The European Union has agreed to provide Ukraine with €90 billion ($105.5 billion) for the years 2026 and 2027, European Council President António Costa has said.
"We have a deal," Costa said in a post on social media platform X in the early hours of Friday. "Decision to provide 90 billion euros of support to Ukraine for 2026-27 approved. We committed, we delivered."
EU leaders gathered in Brussels reached a compromise after plans to use billions of euros in frozen Russian state assets to cover Ukraine's financing needs of the coming years failed to gain the necessary backing.
Ukraine will only have to repay the new loan once Russia has paid reparations, said German Chancellor Friedrich Merz after the meeting.
Should Moscow fail to provide reparations, the frozen Russian assets will be used to repay the loan, Merz said.
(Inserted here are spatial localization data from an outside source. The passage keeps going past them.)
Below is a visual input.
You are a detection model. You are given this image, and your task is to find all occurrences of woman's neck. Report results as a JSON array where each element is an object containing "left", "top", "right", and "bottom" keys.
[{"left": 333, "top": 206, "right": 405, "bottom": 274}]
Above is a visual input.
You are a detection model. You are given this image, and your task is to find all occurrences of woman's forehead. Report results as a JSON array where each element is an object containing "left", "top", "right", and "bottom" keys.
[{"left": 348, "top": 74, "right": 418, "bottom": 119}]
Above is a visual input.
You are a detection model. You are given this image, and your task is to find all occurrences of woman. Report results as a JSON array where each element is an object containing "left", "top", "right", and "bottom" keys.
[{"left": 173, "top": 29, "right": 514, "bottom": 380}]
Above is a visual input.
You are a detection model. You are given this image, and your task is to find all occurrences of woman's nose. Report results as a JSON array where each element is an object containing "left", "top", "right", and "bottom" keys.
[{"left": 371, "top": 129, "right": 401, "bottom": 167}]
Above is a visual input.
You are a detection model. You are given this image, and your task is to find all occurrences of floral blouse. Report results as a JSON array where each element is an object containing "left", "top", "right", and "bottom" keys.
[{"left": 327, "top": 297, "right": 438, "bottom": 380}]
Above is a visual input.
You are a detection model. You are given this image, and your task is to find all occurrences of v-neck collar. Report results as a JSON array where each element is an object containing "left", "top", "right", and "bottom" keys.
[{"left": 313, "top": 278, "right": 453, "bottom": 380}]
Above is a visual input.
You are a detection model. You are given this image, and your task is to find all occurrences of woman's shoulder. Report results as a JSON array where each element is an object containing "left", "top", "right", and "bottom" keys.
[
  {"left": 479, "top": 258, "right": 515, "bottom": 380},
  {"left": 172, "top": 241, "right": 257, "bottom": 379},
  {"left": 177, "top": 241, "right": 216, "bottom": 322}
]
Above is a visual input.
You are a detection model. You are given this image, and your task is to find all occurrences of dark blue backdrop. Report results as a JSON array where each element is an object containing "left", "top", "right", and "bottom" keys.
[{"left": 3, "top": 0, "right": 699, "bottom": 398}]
Ukrainian President Volodymyr Zelensky has urged EU leaders to find a swift solution for Kiev's financial needs.
Without new funding, Ukraine was at risk of running a deficit of €45 billion-€50 billion next year and of having to scale back its military production, he said after an exchange with EU leaders.
"These funds are sufficient to cover military and budgetary needs of Ukraine for the next two years," said Merz.
"This is a decisive message for an end to the war because [Russian President Vladimir] Putin will only make concessions once he realizes his war will not pay off."
Providing Kiev with a so-called reparations loan worth billions of euros in frozen Russian state assets had been the most intensely debated funding option in recent weeks.
The European Commission proposed to provide Ukraine with up to €210 billion in immobilized Russian assets in the EU as a reparations loan, of which €90 billion was meant to cover financial and military needs in 2026 and 2027.
Merz has been a vocal supporter of the reparations loan, saying the EU "must use Russian assets" to finance Ukraine, as he arrived at the EU summit on Thursday morning.
Belgium, where the lion's share of the assets are held and roughly €185 billion are held by Brussels-based firm Euroclear had vehemently opposed the plan, citing legal and financial risks.
The Belgian government feared that Moscow could retaliate against private European citizens and companies, for example through expropriations in Russia, and has been calling for safeguards.
Belgian Prime Minister Bart De Wever had been demanding legally binding and unconditional guarantees from other EU countries covering the entire sum of the loan as well as protection against any potential claims for damages.
On Wednesday, Italian Prime Minister Giorgia Meloni also warned of potential legal hurdles to the plans. Finding a way to use the Russian state assets that is legally sound is "anything but easy."